Under 10000nit brightness, the Organic Electricity that device embodiments 1-1 is prepared into device embodiments 1-12 is measured The performance parameter of electroluminescence device, detection data are detailed in the following table 2:

Table 2

As can be seen from Table 2, the present invention devises totally 11 embodiments for being parallel to device embodiments 1-1, design scheme are as follows: In the case that other function material is all the same in organic electroluminescence device structure, spread out using this kind of substituted fluorene disclosed by the invention Typical Representative compound in biology replaces the material C BP in comparative device embodiment 1 as luminescent layer material of main part, in table 2 It is specific statistics indicate that, for device embodiments 1-2 into 1-12, the operating voltage of each device is respectively less than comparative example device embodiments 5.0V in 1-1, the current efficiency of each device are all larger than the 48cd/A in comparative example device embodiments 1-1, each device Service life is all larger than the 8h in comparative example device embodiments 1-1.Thus it proves, the present invention this kind of typical generation replaced in fluorene derivative Table compound is compared with the material C BP that comparative example uses, the stability of the compounds of this invention and when as material of main part Carrier transmission performance, which all has, is extremely obviously improved effect, so the compounds of this invention has ideal practical valence Value.

The preferred embodiment of the present invention has been described above in detail, still, during present invention is not limited to the embodiments described above Detail within the scope of the technical concept of the present invention can be with various simple variants of the technical solution of the present invention are made, this A little simple variants all belong to the scope of protection of the present invention.

It is further to note that specific technical features described in the above specific embodiments, in not lance In the case where shield, can be combined in any appropriate way, in order to avoid unnecessary repetition, the present invention to it is various can No further explanation will be given for the combination of energy.

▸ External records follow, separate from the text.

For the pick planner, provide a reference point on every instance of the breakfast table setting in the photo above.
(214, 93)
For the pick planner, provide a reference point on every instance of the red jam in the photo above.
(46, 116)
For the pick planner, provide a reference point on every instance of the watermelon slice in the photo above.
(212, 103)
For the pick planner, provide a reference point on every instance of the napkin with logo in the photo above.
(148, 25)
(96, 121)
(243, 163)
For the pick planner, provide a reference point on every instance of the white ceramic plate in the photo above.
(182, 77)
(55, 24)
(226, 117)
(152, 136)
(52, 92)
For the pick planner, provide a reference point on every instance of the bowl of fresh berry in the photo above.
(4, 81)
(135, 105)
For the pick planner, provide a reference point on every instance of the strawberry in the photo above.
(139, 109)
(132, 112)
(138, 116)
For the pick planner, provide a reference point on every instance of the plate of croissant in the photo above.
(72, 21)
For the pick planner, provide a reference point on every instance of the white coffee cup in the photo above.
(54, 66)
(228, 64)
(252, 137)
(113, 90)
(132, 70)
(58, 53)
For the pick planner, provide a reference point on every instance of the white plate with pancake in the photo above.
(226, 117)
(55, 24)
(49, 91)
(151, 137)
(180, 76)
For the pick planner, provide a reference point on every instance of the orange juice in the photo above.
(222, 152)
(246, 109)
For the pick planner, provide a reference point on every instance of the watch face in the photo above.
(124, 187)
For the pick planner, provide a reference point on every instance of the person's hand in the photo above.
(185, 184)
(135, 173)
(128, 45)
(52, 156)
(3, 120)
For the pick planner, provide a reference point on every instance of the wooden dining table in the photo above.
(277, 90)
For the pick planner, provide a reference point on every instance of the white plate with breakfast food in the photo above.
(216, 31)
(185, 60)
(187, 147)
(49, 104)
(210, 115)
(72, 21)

In addition, various embodiments of the present invention can be combined randomly, as long as it is without prejudice to originally The thought of invention, it should also be regarded as the disclosure of the present invention.

Claims

1. a kind of compound is indicated by general formula (I):

In formula (I):

Ar¹And Ar²The substituted or non-substituted aryl or condensed-nuclei aromatics group, C3~C60 for being respectively and independently selected from C6~C60 take Generation or non-substituted heteroaryl or condensed hetero ring aromatic hydrocarbon group, work as Ar¹And Ar²It is respectively and independently selected from substituted aryl, condensed-nuclei aromatics base When group, heteroaryl or condensed hetero ring aromatic hydrocarbon group, the substituent group thereon is independently selected from halogen, cyano, nitro, or is selected from C1 Alkyl or cycloalkyl, alkenyl, the alkoxy of C1~C6 or the thio alkoxy group of~C10, or be independently selected from containing being selected from N, the hetero atom of O, S, Si and monocycle or fused ring aryl with 4~15 ring carbon atoms；

L is selected from the inferior heteroaryl or sub- condensed hetero ring virtue of chemical bond, the arlydene of C6~C12 or sub- condensed-nuclei aromatics group, C3~C12 Hydrocarbyl group；

N is 1 or 2；

Hy is indicated by following formula (Hy1) or (Hy2):

In formula (Hy1) and formula (Hy2):

* the connection site with L is indicated；

The R³And R⁴It is respectively and independently selected from hydrogen, the alkyl of C1~C5, halogen, cyano, nitro, the aryl of C6~C10 or condensed ring virtue Hydrocarbyl group, the heteroaryl of C3~C30 or condensed hetero ring aromatic hydrocarbon group；

And the Ar when X is selected from chemical bond, in formula (I)¹Substituted or non-substituted heteroaryl or condensed hetero ring virtue selected from C3~C60 Hydrocarbyl group, Ar²Substituted or non-substituted aryl or condensed-nuclei aromatics group, C3~C60 selected from C6~C60 it is substituted or non-substituted Heteroaryl or condensed hetero ring aromatic hydrocarbon group；

R¹And R²Be respectively and independently selected from hydrogen, the alkyl of C1~C10, halogen, cyano, nitro, C6~C30 it is substituted or unsubstituted The substituted or unsubstituted heteroaryl or condensed hetero ring aromatic hydrocarbon group of aryl or condensed-nuclei aromatics group, C3~C30, work as R¹And R²Respectively When being independently selected from substituted aryl, condensed-nuclei aromatics group, heteroaryl or condensed hetero ring aromatic hydrocarbon group, the substituent group thereon is only It is vertical to be selected from halogen, cyano, nitro, or the alkoxy or thio alkane of the alkyl or cycloalkyl selected from C1~C30, alkenyl, C1~C6 Oxygroup group, or it is independently selected from containing the hetero atom selected from N, O, S, Si and has the monocycle or thick of 4~60 ring carbon atoms Cyclophane base.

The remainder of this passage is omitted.